We can do better here by:
Consolidating the places where we manage state. Here, we take inspiration from traditional Kubernetes controllers. These controllers tend to follow a level-triggered mechanism. This means that the controller will continuously monitor the API server via watches and polling, and on periodic passes, the controller will reconcile the current state of the cluster with the desired state. We implement this by introducing the concept of a pod snapshot, which is a given state of the executors in the Kubernetes cluster. We operate periodically on snapshots. To prevent overloading the API server with polling requests to get the state of the cluster (particularly for executor allocation where we want to be checking frequently to get executors to launch without unbearably bad latency), we use watches to populate snapshots by applying observed events to a previous snapshot to get a new snapshot.
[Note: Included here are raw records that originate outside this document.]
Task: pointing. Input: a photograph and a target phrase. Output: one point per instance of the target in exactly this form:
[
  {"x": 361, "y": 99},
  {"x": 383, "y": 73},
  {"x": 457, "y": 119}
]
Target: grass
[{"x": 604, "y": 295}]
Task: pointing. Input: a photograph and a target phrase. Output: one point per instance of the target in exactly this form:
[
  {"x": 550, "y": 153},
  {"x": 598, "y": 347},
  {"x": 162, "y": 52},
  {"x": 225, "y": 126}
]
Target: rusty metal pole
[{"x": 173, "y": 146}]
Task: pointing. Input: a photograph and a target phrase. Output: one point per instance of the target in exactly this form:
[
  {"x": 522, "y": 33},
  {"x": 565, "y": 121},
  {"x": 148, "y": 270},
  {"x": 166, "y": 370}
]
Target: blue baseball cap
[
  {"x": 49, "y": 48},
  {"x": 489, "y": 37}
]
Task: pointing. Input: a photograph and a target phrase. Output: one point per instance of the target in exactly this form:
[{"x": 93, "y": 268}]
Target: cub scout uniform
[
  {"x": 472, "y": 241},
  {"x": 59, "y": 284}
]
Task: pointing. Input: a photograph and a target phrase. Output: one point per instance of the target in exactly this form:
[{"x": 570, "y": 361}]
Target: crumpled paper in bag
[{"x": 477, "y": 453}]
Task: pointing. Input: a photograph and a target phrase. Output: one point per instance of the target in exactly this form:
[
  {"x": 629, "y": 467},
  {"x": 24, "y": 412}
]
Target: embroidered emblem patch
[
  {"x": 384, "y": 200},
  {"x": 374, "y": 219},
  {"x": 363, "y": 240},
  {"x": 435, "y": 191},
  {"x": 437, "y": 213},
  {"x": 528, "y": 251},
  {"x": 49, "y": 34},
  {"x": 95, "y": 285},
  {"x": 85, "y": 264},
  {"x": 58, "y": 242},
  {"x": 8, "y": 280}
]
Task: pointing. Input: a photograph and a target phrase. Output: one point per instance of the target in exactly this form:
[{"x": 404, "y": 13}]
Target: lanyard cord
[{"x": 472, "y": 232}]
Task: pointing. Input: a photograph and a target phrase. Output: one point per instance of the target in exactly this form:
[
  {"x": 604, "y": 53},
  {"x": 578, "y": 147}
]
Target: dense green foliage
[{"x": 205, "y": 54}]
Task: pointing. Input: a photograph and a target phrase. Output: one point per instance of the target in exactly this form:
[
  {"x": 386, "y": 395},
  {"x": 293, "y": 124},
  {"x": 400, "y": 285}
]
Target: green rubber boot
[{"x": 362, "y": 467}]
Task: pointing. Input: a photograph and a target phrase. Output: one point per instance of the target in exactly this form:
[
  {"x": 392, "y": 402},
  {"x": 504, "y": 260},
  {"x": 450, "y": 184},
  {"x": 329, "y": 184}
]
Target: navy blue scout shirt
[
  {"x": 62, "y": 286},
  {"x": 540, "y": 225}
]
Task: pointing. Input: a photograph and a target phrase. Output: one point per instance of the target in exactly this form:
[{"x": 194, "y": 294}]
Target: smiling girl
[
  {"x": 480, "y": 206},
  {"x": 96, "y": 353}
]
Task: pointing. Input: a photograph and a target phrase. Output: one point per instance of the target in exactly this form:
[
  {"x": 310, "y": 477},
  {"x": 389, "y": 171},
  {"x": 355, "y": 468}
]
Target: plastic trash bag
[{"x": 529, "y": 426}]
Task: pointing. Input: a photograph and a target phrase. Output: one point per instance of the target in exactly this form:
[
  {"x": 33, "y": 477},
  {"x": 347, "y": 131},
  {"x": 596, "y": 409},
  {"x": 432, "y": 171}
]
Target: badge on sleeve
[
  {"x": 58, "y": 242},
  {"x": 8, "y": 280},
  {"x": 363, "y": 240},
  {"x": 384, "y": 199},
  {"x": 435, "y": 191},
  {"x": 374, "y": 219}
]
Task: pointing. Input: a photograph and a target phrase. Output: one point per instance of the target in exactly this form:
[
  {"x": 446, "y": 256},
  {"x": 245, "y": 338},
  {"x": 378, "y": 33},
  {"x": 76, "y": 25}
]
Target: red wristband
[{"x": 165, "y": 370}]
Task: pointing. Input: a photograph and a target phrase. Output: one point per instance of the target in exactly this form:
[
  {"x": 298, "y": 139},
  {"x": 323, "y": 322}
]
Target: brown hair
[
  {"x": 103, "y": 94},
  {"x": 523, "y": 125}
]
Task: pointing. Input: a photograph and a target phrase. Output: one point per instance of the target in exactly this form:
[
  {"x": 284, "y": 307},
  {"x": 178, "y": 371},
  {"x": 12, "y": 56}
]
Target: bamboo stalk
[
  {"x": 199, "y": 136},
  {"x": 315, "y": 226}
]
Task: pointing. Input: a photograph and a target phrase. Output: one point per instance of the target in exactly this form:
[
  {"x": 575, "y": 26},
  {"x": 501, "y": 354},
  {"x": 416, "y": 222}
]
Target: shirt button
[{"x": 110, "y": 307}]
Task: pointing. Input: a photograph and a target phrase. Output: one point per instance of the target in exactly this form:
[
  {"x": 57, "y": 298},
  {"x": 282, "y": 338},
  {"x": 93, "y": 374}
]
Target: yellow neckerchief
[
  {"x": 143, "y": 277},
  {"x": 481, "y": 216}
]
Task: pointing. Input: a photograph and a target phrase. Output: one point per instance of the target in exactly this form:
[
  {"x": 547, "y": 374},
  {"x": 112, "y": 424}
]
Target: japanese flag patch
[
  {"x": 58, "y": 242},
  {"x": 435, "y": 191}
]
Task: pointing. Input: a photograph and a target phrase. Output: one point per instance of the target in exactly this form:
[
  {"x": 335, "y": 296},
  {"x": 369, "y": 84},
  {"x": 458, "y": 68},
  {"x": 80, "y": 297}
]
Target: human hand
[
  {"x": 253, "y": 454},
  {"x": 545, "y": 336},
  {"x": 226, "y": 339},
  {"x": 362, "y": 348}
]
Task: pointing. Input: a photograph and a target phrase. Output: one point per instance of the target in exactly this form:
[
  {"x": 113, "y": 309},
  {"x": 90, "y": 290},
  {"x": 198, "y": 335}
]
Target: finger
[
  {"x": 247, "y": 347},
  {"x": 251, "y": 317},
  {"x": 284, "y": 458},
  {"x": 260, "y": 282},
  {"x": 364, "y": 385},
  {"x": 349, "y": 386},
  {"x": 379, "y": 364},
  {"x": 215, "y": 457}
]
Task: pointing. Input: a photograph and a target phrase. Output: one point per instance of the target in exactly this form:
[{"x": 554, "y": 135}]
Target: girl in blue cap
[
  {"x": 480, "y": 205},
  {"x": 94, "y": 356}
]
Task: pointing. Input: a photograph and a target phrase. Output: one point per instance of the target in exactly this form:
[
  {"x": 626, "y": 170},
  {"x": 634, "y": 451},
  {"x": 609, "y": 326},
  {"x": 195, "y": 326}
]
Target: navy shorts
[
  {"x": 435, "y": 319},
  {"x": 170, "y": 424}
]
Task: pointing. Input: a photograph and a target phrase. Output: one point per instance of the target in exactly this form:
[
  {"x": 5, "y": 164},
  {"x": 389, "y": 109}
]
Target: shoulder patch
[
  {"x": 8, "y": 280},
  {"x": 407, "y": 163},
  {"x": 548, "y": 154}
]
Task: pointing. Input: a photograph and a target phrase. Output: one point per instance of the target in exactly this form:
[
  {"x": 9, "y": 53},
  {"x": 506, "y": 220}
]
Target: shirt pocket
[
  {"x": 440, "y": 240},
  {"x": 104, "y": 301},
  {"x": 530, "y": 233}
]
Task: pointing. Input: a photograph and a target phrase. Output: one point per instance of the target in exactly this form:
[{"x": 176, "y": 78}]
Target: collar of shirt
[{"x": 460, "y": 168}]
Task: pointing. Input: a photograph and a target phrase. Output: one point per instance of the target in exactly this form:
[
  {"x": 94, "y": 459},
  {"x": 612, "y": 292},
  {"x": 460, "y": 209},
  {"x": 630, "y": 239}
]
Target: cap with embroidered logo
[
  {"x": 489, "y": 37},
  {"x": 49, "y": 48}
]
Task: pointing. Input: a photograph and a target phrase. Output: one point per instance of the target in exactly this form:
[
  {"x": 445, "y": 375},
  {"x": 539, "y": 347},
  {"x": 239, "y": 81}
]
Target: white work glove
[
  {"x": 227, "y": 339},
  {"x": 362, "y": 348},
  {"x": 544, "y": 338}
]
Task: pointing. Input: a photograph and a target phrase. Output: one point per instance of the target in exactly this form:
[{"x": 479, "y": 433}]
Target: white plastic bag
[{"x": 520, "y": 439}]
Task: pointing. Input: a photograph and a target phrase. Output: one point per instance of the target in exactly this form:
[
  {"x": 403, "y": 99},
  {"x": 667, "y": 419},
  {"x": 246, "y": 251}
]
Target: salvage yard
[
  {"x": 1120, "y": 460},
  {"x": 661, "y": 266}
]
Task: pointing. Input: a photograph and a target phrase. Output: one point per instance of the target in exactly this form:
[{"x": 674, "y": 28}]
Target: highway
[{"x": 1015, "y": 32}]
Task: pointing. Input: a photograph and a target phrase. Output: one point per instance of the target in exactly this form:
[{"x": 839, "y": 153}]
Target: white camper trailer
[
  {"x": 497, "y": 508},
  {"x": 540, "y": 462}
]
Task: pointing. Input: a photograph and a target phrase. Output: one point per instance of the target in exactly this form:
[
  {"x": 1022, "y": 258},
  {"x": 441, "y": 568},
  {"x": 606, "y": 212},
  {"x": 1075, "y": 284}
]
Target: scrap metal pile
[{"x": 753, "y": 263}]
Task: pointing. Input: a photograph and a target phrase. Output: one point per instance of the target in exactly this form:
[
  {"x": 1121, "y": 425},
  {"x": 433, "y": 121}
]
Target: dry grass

Whenever we do poll the cluster, the polled state replaces any existing snapshot - this ensures eventual consistency and mirroring of the cluster, as is desired in a level triggered architecture.
Storing less specialized in-memory state in general. Previously we were creating hash tables to represent the state of executors. Instead, it's easier to represent state solely by the snapshots.
How was this patch tested?
Integration tests should test there's no regressions end to end. Unit tests to be updated, in particular focusing on different orderings of events, particularly accounting for when events come in unexpected ordering.